Working Through College

I was in college a fairly long time, from 1972 until 1979, with a couple of short breaks along the way. I just wasn’t sure what I wanted to do, and so changed my major a few times, from accounting to undecided to engineering to physics to math (with a minor in physics, that could have been a double major if I’d taken 2 more physics courses). I finished with 169 undergrad hours. It was fun. I loved college. But, being in that long, I had to work a series of jobs to finance the endeavour. The first few were fairly mundane – driving a delivery truck for a paper company, washing well samples for the state geological survey, working at a pet store – but then the jobs I worked took a more interesting tack. I worked security at a K-Mart for about a year. Part of the job was pretty tedious, calling people who had written bad checks and listening to their excuses. Some of the job was fun – hiding in odd places of the store after hours to see if the overnight stock crew would find me (they were supposed to check the store). Once I found a love nest at the top of an enormous pile of beanbags (the market for beanbags had collapsed not long after we got a huge shipment in), where two amorous store employees had been having their trysts. But actually stopping shoplifters was not so fun, sometimes. Like the time I saw a man from the local stockyard stick a shirt down the back of his pants. Under the rules, we couldn’t accost them until they were physically outside the store. Now, I’m not a small guy – at the time I was 6’5″, about 225 – but this guy was huge. About as tall, and looked like he benchpressed cows for fun. And I had to stop him. He didn’t want to stop, I didn’t want him to leave, the situation was beginning to degenerate. You weren’t supposed to actually lay hands upon them, you were supposed to convince them to stop, unless of course they attacked you, which was about to happen. The suddenly one of the mechanics (we had an auto shop in the store) came racing out the front door with a crescent wrench the size of Montana. He later told me one of the store employees ran into the auto shop and said “hey everybody, Harry’s about to get his a$$ beat!” (the previous security guy quit after a shoplifter pulled a knife and cut his arm up, but nobody told me about that until later either). After Mechanic Guy showed up with the crescent wrench, the stockyard man decided to give up.

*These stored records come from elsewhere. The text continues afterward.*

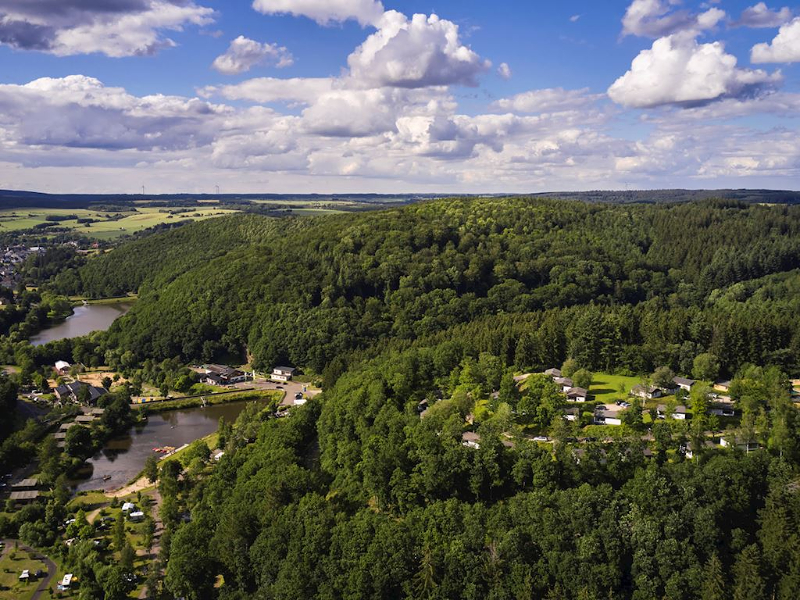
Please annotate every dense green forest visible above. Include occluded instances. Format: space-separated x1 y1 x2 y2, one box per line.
9 198 800 600
54 199 800 374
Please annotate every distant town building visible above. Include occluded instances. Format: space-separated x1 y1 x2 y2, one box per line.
56 360 72 375
53 381 108 404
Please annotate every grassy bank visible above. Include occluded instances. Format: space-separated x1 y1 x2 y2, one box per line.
135 390 286 413
69 294 139 306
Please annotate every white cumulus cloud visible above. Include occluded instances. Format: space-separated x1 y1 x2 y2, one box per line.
203 77 335 104
347 10 491 88
608 33 781 108
750 17 800 63
211 35 294 75
0 0 214 57
622 0 725 38
735 2 792 29
492 88 601 114
253 0 383 26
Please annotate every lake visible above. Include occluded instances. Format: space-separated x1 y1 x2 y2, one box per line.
75 401 266 491
31 302 133 346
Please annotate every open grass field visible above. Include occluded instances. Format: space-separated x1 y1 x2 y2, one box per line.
0 546 47 600
0 205 237 239
589 373 641 402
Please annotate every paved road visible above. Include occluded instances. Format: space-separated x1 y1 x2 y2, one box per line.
247 377 322 406
139 488 164 598
5 540 58 600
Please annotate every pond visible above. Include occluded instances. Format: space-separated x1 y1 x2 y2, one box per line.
76 401 266 491
31 302 133 346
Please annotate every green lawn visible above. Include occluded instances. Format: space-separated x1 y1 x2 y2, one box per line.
67 492 111 512
0 206 238 239
0 546 46 600
589 373 642 403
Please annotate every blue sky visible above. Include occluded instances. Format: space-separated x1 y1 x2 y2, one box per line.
0 0 800 193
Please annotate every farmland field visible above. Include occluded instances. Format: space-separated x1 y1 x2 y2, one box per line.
0 206 237 239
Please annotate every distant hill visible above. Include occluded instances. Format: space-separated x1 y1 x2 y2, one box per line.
0 189 800 210
533 189 800 204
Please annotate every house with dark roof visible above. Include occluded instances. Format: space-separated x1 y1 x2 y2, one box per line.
714 380 731 392
631 384 662 400
672 377 697 392
270 367 297 381
53 381 108 404
553 377 574 394
203 365 249 385
656 404 689 421
594 407 622 425
567 388 589 402
461 431 481 450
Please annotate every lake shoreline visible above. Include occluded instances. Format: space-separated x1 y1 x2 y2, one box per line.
28 299 135 346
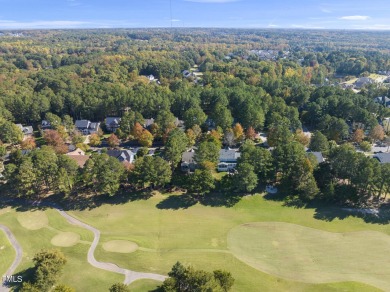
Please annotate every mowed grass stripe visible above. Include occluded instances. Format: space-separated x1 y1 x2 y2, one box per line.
0 230 16 277
70 195 390 291
0 209 124 292
228 222 390 290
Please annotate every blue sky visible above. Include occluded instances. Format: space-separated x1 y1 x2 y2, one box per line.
0 0 390 30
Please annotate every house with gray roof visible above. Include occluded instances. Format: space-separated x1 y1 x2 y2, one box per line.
105 117 121 132
306 151 325 163
374 96 390 107
373 153 390 163
217 148 241 172
16 124 34 140
75 120 100 135
143 118 154 129
180 148 197 172
107 150 136 163
354 77 375 89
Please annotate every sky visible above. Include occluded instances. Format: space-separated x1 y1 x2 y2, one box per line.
0 0 390 30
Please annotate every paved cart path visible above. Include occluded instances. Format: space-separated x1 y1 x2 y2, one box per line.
0 202 167 292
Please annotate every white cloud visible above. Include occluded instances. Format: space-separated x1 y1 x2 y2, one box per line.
320 7 332 13
354 24 390 30
291 24 325 29
0 20 89 29
340 15 370 20
184 0 240 3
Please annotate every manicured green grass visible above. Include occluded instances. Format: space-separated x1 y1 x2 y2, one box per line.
129 280 161 292
228 222 390 290
71 195 390 291
0 230 16 277
0 210 124 292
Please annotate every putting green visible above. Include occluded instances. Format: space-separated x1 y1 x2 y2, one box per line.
50 232 80 247
103 240 138 253
17 211 49 230
228 222 390 291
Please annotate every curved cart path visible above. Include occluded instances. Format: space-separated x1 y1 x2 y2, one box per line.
52 206 167 284
0 224 23 291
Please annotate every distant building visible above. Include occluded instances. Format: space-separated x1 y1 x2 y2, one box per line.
66 148 89 168
180 148 197 172
67 148 85 156
373 153 390 163
354 77 375 89
75 120 100 135
105 117 121 132
107 150 136 163
374 96 390 107
217 149 241 172
16 124 34 140
41 120 51 130
306 151 325 163
182 70 192 78
143 118 154 129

After the K-Mart job, you would think a normal job would have sufficed. But no, my next job was even more interesting. Officially, I was Evening Secretary to the evening shift charge nurse at a local hospital.. What I was, was often the only male other than security and lab techs in the hospital on the 3-11 and 11-7 shifts I worked. I got to see and do lots of things – emergency room, OR, ICU – but one of the main jobs I had was to retrieve bodies of patients who had died, take them to the hospital basement, and check them in to the morgue. They called me the Head Nurse of the Morgue. There were plenty of times I would be alone in the basement, in the middle of the night, with several bodies in the cooler. Kind of creepy. Also very creepy is the sensation you get when you roll a body off a hospital on to the gurney. Often, you’ll compress the lungs and get a shot of cold, clammy air in the face, or ear. Very creepy. And all of this was done to pay for college.

So, what kinds of jobs did you have during college?

December 12, 2004 · Harry · 2 Comments
Posted in: Other Stuff

2 Responses

  1. Dave Diamond - December 12, 2004

    Hello, Michele sent me. I worked for the math department torturing freshmen. And I’ll bet you think I’m kidding! 🙂

  2. scott - December 14, 2004

    Nothing that interesting. No dead bodies, anyway. Worked for IBM in a really nice office park, in a building that reminded everyone of Darth Vader. It had a tote-sum on the first floor that you could buy Jelly Bellies at, though, so we didn’t mind. (One scoopfull of Very Cherry Jelly Bellies + one scoopfull of Sour Apple Jelly Bellies + one Skor candybar + one Wild Cherry Clearly Canadian = the best breakfast ever devised by man) When not working there, installed wood heaters on the weekends to make ends meet. Nothing too remarkable, except of one time when a professor at JSU wanted to put a 600+ pound heater in his second floor bedroom in Presidential Hills. Me and my 160lb self and my buddy and his 150lb self looked at each other and said it wasn’t going to happen. He asked what it would take, and I said a whole lot more guys. He said “Ya’ll just stay right here. I’ll be back in a minute.” Fifteen minutes later the offensive line for Jackson State University showed up. The heater made it up the stairs no problem.